Hacker Newsnew | past | comments | ask | show | jobs | submitlogin
Here is the robots.txt of Google (google.com)
40 points by coliveira on July 8, 2009 | hide | past | favorite | 33 comments


We actually have a surprising number of customers come to us at 80legs wanting to crawl google search results. I don't think most of them are trying to reverse engineer google or anything like that. Most probably just want a fast way to find relevant topics to crawl.

They are disappointed when they learn we obey robots.txt, so we have them manually do searches to pull out seed lists for their 80legs crawls. It's a pain, but there's not really a way around it within the rules.
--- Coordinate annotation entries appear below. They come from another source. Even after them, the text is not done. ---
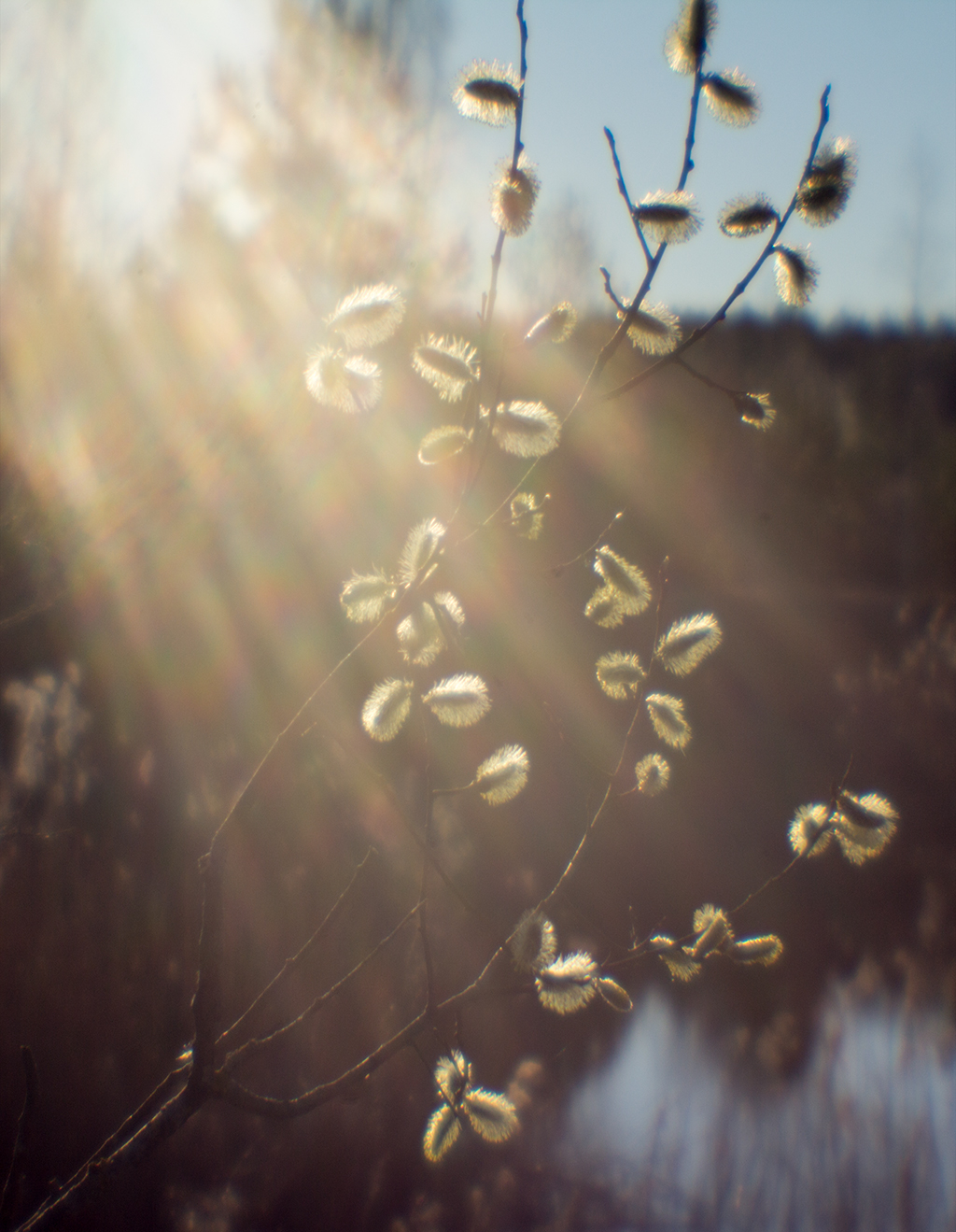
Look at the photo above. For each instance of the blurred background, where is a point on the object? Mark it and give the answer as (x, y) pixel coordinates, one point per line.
(186, 192)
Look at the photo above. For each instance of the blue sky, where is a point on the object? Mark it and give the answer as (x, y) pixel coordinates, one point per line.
(132, 78)
(893, 68)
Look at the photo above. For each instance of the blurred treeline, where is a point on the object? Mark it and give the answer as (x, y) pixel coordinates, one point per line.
(176, 520)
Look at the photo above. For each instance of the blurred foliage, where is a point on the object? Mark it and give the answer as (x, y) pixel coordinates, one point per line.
(176, 520)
I always figured that the company that spiders everybody elses content should have a more relaxed policy towards being spidered itself.

After all, google is datamining the web on an ongoing basis, in return it should willingly consent to being mined in return.


Yes, but...

For the most part "Google" is a condensed version of the web. In theory, you could "spider" a single site (google.com) and build your own search database without having to go out and crawl the web at large.

It's an odd paradox, but I think one search site crawling another search site is not a good idea. And there is probably an infinite spider loop hiding in that process somewhere.


Not like anyone writing a spider has to obey the robots.txt file.


Sure, and their IP will be blocked by Google some time around the 10th request.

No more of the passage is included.